Wednesday, November 30, 2011

The Unbecoming of Mara Dyer

The Unbecoming of Mara Dyer by Michelle Hodkin (NY: Simon & Schuster, 2011).

Mara Dyer doesn't know what's wrong with her, and she doesn't figure it out by the end of this novel, but at least she has Noah Shaw at her side.  The background:  Mara wakes up from a coma to discover that her best friend, her boyfriend, and his twin sister have died in a building collapse that she somehow miraculously survived. She doesn't remember much else, and she's freaked out, plagued by hallucinations and nightmares, and diagnosed with post-traumatic stress disorder.  She and her family have moved to Miami from Rhode Island to help her heal, but Croyden Academy's elite students aren't exactly welcoming, except for devastatingly attractive Noah Shaw who notices Mara right away; she can't resist him, either, even though she knows he's bad news--and she does have this psychotic baggage, too. Plus, she keeps imagining deaths that then happen.

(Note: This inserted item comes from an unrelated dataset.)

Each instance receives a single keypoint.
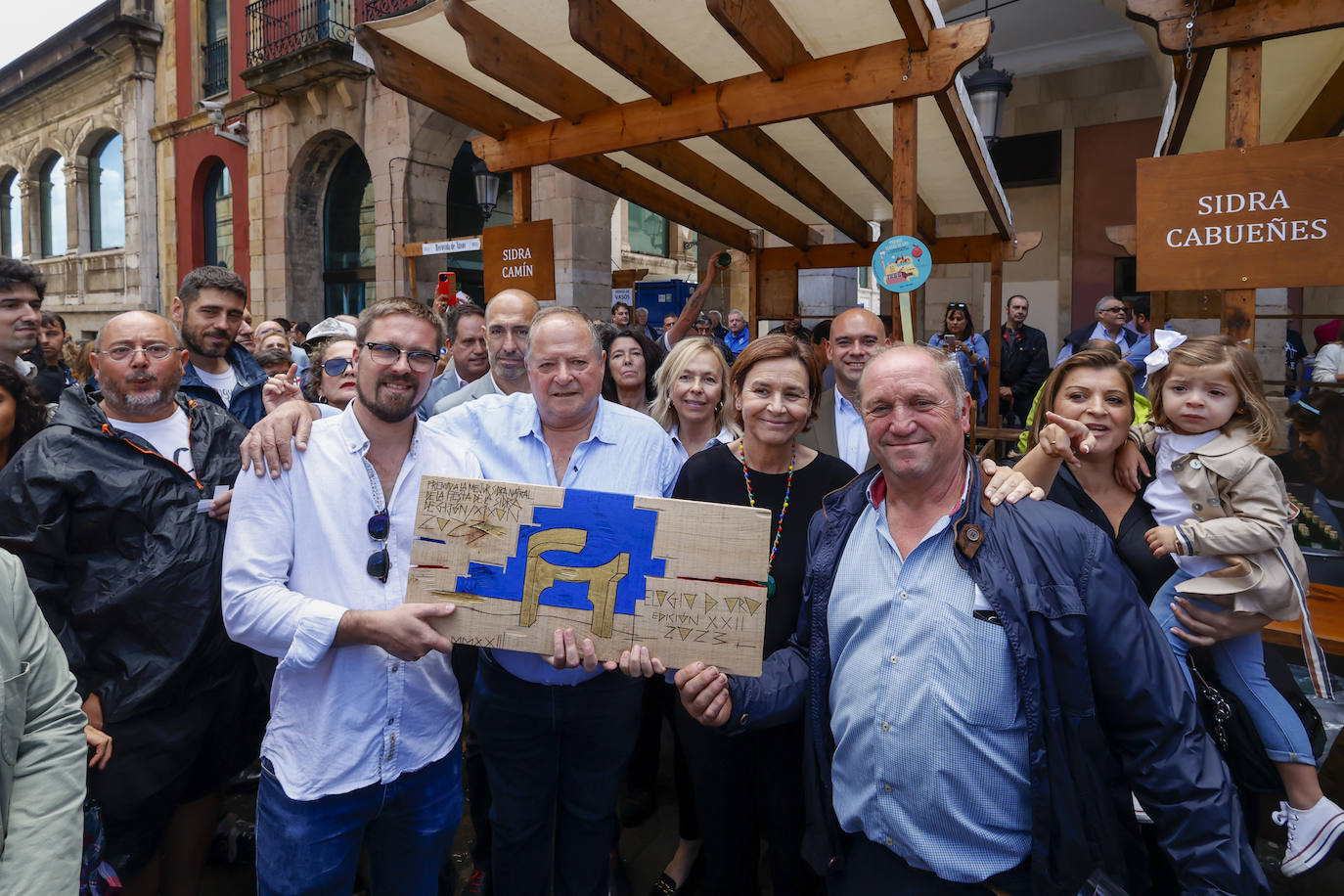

This is a creepy good novel with a magnetic romance.  Really, the romance is the best part (aside from the cover!) because the plot is riddled with sink holes and deep crevasses, but Noah and Mara make a great couple and the pages fly by.  Mara's family, especially her two brothers, are fine secondary characters. Thankfully, Noah doesn't sprout fangs or sparkle in the sunlight. Mara is all over the map and her mother is probably right--she should be in a heavily guarded facility, but that would be a different kind of novel entirely, not a sort-of psychothriller, paranormalish romance.  I will definitely look for the sequel!  Recommended for ages 14 & up.  Sexual situations, intense creepiness, language, completely legal prescription drugs.